I'm not too familiar with zmailer, so I won't commit to adding support to 
bogofilter.  Matthias is intimately familiar with all the mailers (as best 
I can tell) and he'll advise whether supporting it is a good idea or not.

Bogofilter defines YY_INPUT to call function yyinput() in lexer.c.  The 
flex scanner calls yyinput() to get a line of text.  The input process is 
several layers deep, for example to decode quoted-printable text.  Anyhow, 
yyinput() is the focal point for what you want.

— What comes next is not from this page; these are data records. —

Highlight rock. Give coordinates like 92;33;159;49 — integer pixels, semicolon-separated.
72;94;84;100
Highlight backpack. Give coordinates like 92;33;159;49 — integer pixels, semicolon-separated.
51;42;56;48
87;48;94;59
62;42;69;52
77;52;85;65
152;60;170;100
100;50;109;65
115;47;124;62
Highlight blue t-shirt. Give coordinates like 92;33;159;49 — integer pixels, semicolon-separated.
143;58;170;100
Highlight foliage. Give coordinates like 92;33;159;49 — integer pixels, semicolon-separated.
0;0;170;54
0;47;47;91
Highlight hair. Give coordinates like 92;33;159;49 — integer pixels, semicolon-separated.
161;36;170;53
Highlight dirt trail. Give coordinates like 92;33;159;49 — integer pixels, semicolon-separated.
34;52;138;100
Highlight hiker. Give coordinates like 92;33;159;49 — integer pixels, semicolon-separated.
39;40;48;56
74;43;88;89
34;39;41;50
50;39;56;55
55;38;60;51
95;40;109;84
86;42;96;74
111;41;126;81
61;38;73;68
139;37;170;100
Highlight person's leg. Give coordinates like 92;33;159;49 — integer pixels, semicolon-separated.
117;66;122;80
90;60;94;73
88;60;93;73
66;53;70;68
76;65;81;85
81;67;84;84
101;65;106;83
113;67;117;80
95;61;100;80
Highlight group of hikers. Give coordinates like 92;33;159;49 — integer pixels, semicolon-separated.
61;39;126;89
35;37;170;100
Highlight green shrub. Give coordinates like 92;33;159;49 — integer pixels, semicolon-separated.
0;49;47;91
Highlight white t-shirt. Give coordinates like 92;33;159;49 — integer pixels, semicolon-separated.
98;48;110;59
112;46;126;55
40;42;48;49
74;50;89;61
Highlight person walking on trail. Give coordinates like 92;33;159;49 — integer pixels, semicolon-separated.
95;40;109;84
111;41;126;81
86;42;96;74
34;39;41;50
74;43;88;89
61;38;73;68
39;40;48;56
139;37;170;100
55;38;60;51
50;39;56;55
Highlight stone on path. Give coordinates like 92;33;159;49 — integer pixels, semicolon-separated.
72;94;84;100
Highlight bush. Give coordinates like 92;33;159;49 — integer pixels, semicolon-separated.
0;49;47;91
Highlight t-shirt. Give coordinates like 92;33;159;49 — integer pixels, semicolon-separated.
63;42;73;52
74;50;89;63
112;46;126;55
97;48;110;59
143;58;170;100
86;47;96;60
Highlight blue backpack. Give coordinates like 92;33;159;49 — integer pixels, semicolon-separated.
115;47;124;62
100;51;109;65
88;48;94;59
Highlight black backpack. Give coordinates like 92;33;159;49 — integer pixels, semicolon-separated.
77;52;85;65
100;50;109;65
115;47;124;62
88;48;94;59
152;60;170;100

FWIW, I wrote a few lines of code that do approx what you want.  They 
compile and may actually work.  As I haven't actually tested the code, I 
don't know for certain.  Anyhow, I have attached the patch as it will help 
you on your way.

Let me know how it goes!

David
-------------- next part --------------
Index: lexer.c
===================================================================
RCS file: /cvsroot/bogofilter/bogofilter/src/lexer.c,v
retrieving revision 1.29
diff -u -r1.29 lexer.c

--- lexer.c	19 May 2003 21:24:47 -0000	1.29
+++ lexer.c	21 May 2003 22:29:27 -0000
@@ -233,11 +233,14 @@
     msg_header = true;
 }
 
+char *env_end = "";
+
 int yyinput(byte *buf, size_t max_size)
 /* input getter for the scanner */
 {
     int i, count = 0;
     buff_t buff;
+    size_t env_end_len;
 
     bool done = false;
 
@@ -250,9 +253,17 @@
      * the flex lexer.
      */
 
+    env_end_len = (env_end == NULL) ? 0 : strlen(env_end);
+	
     while (!done) {
 	done = true;
 	count += get_decoded_line(&buff);
+
+	if (env_end_len != 0) {
+	    if (memcmp(buff.t.text, env_end, env_end_len) == 0)
+		env_end_len = 0;
+	    continue;
+	}
 
 	while (count > (MAXTOKENLEN * 1.5)  && check_alphanum(buff.t.text, count)) {
 	    done = false;